Много говорит этот бесхитростный рассказ: и о той бедности, которая заставляла отобранный у кошки кусок мыть и опять класть обратно, и о том, какая гроза ждала бы всех, если бы отец остался без ужина по их недосмотру. Николай Алексеевич был в своей семье большим деспотом, перед ним трепетали все, начиная с кроткой Александры Ильиничны, с которой он частенько бывал и суров.

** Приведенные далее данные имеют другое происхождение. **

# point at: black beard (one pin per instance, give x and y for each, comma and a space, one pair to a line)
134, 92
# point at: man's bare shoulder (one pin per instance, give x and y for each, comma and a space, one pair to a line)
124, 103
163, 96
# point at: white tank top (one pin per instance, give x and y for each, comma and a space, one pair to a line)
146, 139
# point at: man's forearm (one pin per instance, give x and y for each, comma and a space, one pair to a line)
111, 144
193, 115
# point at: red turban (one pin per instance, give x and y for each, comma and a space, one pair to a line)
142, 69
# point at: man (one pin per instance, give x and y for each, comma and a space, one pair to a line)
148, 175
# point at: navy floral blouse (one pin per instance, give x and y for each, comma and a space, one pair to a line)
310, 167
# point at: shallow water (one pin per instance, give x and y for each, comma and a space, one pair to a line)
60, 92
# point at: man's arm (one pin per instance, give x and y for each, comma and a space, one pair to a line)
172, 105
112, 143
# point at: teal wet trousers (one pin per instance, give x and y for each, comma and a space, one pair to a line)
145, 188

Крупнейшие актеры Малого театра не относились к нему как к «низшему персоналу», они считались с его мнением и указаниями, он запросто бывал в их обществе, и они уважали его как великолепного работника. В его профессии мало было ему равных. Артистов он нередко выручал в трудные минуты. Мария Николаевна рассказывала один эпизод из воспоминаний ее отца: он суфлировал как-то пьесу в стихах; актер, игравший главную роль, очень неважно знал ее. Одно место он забыл и стал делать отчаянные знаки Ермолову, чтобы тот «подавал». И вдруг Николай Алексеевич увидал, что как раз в этом месте вырвана часть страницы и не хватает восьми строк текста. Он тут же из головы сочинил эти восемь строк, подал их актеру и таким образом спас и текст и актера… Актеры любили его и отмечали, что часто были обязаны своим успехом этому невидимому, сидящему где-то внизу, в пыли и полутьме, другу, а после его смерти в одном из стихотворений, написанных в память его, ярко выразилось это отношение:
Он был безусловно артистической натурой. Он написал пятиактную феерию из рыцарской жизни, писал водевили в стихах и прозе, которые ставились на сцене[8], читал все, что мог добыть. Откликался на все новшества театра. Увлекающийся, даровитый, он был неудовлетворен в своих чаяниях и мечтах. Он был тяжело болен чахоткой, сидение в пыльной будке не способствовало здоровью, плохое питание также. Все вместе вызывало раздражительность и желчность – когда на него находили припадки гнева, домашние дрожали перед ним. Противоречить ему не смели… Он по-своему горячо любил детей, старался им давать, какие мог, радости, но строг был чрезвычайно и требовал неограниченного повиновения. Он был труден для других, труден и для себя – замкнутый, с большими переживаниями, которые высказывать не мог и не умел и которые выражались в гневе и волнении по первому попавшемуся предлогу. Впоследствии Мария Николаевна, которая была по натуре замкнута и недовольна своим характером, говорила шутя, что он ей достался от отца. Она рассказывала, что когда он с ней – уже взрослой – имел какие-нибудь серьезные объяснения, то никогда не мог словами высказать ей, чего он хочет от нее, чем недоволен, а только гневно и беспомощно восклицал: «Ах, Машенька… ах, Машенька… ах!» – и махал безнадежно руками. «Вот и я не умею никогда высказать всего, что чувствую…» – говорила она. Существует письмо, написанное Марией Николаевной своему будущему мужу, ясно показывающее, что Николай Алексеевич мучился сам и мучил окружающих – даже в позднейшие периоды жизни, когда дети стали выходить из-под его власти:
«Милый мой, мне нельзя сегодня прийти. Случилась ужасная история. Отец страшно болен. Все эти дни его ужасно мучило что-то, волновало, и наконец разыгралось страшным нервным припадком. Невозможно никак уйти… Он плачет, как ребенок, умоляет меня и маму простить его, целует руки… Говорит, что он убивает маму, заклинает меня «будь честна, вот вся моя просьба к тебе, все, что я тебе оставляю». Вообще имеет вид человека, прощающегося с жизнью. Но я думаю, что это не больше как припадок…» По одному этому письму можно судить, какова была жизнь Ермоловых.